Lição n.º 5: "O dever profético de denunciar injustiças sociais”
O bispo D. José Cordeiro não rejeita a possibilidade de poderem voltar a surgir na região casos idênticos aos verificados com trabalhadores migrantes em Odemira, sobretudo “em épocas de trabalhos sazonais, da apanha da castanha, da amêndoa, da maçã, da uva”.
"Pode ocorrer algo semelhante”, diz D. José, ressalvando que “os caos registados e denunciados na região foram felizmente resolvidos”.
"Algumas situações do passado foram assinaladas e, no presente, a nível das paróquias, das unidades paroquiais, das unidades pastorais, da nossa comissão diocesana Justiça e Paz, existe sensibilização para uma grande atenção ao fenómeno", garante.
D. José Cordeiro diz ter denunciado às autoridades de todas situações de que foi tendo conhecimento, “nessa atitude profética de não denunciar por denunciar, mas no registo do cuidar e de, juntos, encontrarmos as melhores soluções para que os direitos fundamentais de todas as pessoas sejam respeitados”.
“Se precisamos dessas pessoas que vêm aqui trabalhar, sobretudo da Bulgária e da Ucrânia, temos de criar condições para as acolher”, sustenta.

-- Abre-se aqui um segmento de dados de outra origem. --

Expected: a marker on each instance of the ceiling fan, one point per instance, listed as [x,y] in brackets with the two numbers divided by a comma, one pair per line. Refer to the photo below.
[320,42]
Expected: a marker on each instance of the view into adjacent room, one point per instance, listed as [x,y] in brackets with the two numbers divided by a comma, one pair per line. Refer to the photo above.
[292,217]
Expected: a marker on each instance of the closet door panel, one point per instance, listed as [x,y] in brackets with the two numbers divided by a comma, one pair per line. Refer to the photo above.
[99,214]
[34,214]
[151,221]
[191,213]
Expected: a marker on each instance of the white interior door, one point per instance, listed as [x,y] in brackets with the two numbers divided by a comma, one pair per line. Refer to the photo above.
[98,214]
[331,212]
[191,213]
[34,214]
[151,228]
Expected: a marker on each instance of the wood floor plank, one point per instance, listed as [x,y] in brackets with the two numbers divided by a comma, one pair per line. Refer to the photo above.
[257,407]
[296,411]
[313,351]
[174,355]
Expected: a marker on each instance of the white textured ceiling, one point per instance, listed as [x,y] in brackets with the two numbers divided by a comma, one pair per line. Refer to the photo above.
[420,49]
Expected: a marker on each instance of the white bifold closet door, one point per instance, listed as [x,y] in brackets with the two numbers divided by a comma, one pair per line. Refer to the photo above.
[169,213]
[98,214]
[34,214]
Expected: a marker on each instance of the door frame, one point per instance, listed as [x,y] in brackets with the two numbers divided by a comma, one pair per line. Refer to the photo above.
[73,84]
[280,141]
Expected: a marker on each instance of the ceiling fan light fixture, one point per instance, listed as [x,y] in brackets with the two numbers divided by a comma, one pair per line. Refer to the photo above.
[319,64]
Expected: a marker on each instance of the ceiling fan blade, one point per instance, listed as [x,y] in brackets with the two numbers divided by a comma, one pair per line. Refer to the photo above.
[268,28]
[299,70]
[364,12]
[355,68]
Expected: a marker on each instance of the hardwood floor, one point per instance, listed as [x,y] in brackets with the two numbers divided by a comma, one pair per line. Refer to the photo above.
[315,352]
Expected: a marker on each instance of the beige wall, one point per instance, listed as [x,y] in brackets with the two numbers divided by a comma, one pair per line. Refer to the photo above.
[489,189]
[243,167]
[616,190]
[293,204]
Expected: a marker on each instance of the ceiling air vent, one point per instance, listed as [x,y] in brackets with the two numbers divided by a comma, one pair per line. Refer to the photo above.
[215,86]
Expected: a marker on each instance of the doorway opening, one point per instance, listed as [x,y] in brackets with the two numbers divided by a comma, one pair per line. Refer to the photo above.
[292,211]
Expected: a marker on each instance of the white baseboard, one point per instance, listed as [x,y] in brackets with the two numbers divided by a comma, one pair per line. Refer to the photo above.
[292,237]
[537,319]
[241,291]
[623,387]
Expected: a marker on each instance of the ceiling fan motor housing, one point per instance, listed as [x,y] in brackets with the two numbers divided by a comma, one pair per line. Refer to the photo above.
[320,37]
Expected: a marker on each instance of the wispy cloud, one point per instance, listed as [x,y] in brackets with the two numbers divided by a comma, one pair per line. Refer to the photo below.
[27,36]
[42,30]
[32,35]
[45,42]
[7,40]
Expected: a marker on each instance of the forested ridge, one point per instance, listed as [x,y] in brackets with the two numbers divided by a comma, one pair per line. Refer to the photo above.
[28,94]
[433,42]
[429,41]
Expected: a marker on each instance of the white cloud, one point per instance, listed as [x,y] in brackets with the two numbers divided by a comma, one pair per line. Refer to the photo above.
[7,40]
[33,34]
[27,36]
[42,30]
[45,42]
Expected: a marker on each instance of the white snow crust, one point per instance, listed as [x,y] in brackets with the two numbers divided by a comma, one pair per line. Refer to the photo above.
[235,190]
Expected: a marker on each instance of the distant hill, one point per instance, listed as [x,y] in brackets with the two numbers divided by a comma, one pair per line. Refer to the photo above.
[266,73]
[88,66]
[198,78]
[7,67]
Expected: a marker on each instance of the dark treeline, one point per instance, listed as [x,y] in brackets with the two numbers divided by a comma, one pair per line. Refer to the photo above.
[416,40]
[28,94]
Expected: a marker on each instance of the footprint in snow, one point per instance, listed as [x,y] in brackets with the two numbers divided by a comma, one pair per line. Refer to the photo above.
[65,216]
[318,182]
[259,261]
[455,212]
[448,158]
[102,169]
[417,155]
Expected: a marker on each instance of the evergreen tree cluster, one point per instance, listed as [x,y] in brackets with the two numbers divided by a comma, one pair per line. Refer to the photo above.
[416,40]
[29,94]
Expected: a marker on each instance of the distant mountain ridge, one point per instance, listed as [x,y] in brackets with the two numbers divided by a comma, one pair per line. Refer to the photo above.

"Temos de manter o alerta”, acrescenta.
Lição n.º 6: A fraternidade como arma contra o fundamentalismo
Numa análise mais alargada ao estado da sociedade portuguesa, o bispo de Bragança-Miranda defende que “todo o cuidado é pouco e toda a vigilância e toda a atenção são necessárias para que não caíamos no risco dos populismos e fundamentalismos”.
"Isso acontece em todas as sociedades e pode acontecer também dentro da própria religião, se não estivermos saudavelmente atentos para que nunca existam os fundamentalismos, para que não existam esses populismos. E dentro da Igreja, às vezes, também os ritualismos”.
D. José Cordeiro apela a “um são equilíbrio, ao respeito pelas diferenças, pelos vários modos de ver, de pensar e de agir" e pede também "que se tenha sempre presente aquilo que é fundamental”.
"A Doutrina Social da Igreja continua a ser uma referência e uma presença”, defende.
"Bem comum, dignidade da pessoa humana, subsidiariedade, solidariedade. Se estes quatro grandes pilares forem respeitados, a casa mantém-se solida, em pé, e nela podemos viver todos em harmonia, não na uniformidade, mas na unidade na comunhão no respeito na fraternidade”, remata o bispo de Bragança-Miranda.